There is the example of the ‘tulip mania’ in The Netherlands in the 17th century, when speculators apparently bid up the price of rare tulips to stratospheric levels. Later there was the South Sea Company speculation in Britain. And a number of examples are provided, including of course the crash in the 1930s.
The book quotes Aldous Huxley who once commented that ‘the charm of history and its enigmatic lesson consists in the fact that, from age to age, nothing changes and yet everything is completely different.’ The difference between these various crises then was not in the magnitude of the greed but rather in the new structures and incentives and compensations that channelled that greed into ever higher and dangerous directions.
Sometimes non-fiction seems better than fiction, or maybe just more amazing!
Below is a link to a Guardian article that suggests as much.
Related articles
- No time for novels – should we ditch fiction in times of crisis? (guardian.co.uk)

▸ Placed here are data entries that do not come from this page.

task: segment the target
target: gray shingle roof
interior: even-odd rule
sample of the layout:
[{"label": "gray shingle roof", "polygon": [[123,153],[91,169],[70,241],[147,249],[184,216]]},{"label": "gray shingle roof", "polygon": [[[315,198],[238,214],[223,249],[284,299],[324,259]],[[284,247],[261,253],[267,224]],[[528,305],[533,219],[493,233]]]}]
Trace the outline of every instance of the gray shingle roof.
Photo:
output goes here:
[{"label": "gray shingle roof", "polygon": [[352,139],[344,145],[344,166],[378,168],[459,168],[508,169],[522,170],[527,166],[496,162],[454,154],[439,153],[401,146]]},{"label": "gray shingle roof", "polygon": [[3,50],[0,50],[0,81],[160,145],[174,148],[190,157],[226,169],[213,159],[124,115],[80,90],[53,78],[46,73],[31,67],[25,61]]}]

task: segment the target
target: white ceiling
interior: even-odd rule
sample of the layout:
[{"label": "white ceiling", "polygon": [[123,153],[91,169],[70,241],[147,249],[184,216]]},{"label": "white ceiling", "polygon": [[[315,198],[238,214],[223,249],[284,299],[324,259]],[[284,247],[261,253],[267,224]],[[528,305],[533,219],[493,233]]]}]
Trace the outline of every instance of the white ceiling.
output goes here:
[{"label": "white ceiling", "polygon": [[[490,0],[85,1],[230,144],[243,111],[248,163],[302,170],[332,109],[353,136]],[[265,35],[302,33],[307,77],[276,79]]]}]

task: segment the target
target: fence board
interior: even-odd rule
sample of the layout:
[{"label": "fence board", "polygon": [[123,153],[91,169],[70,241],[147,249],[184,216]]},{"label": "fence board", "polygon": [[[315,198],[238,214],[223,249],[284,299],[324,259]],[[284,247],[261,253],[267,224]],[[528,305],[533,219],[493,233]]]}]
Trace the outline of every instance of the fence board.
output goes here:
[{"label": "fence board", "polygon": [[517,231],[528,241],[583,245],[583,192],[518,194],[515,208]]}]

Agree totally – Cameron has done a terrible thing to the nation he governs and it will take years to undo it. I haven’t read Lanchester’s book but follow his article in the London Review of Books and find them very informative. I shall now go and look up Crisis Economics, having read your excellent review
By: Tom Cunliffe on December 13, 2011
at 11:34 pm
Tom: you are probably much better versed in the economics of it all than I am / was: I liked the funny and approachable way quite difficult concepts were dealt with. Lanchester is an excellent writer and good at making complicated issues seem quite straightforward.
By: Corri on December 14, 2011
at 8:57 pm
This sounds like an important book to read. If I had known those years would be the best ones of my economic life, I would have savored them more!
By: Kathleen on December 30, 2011
at 9:05 pm
Kathleen – yes this is a bit how I feel!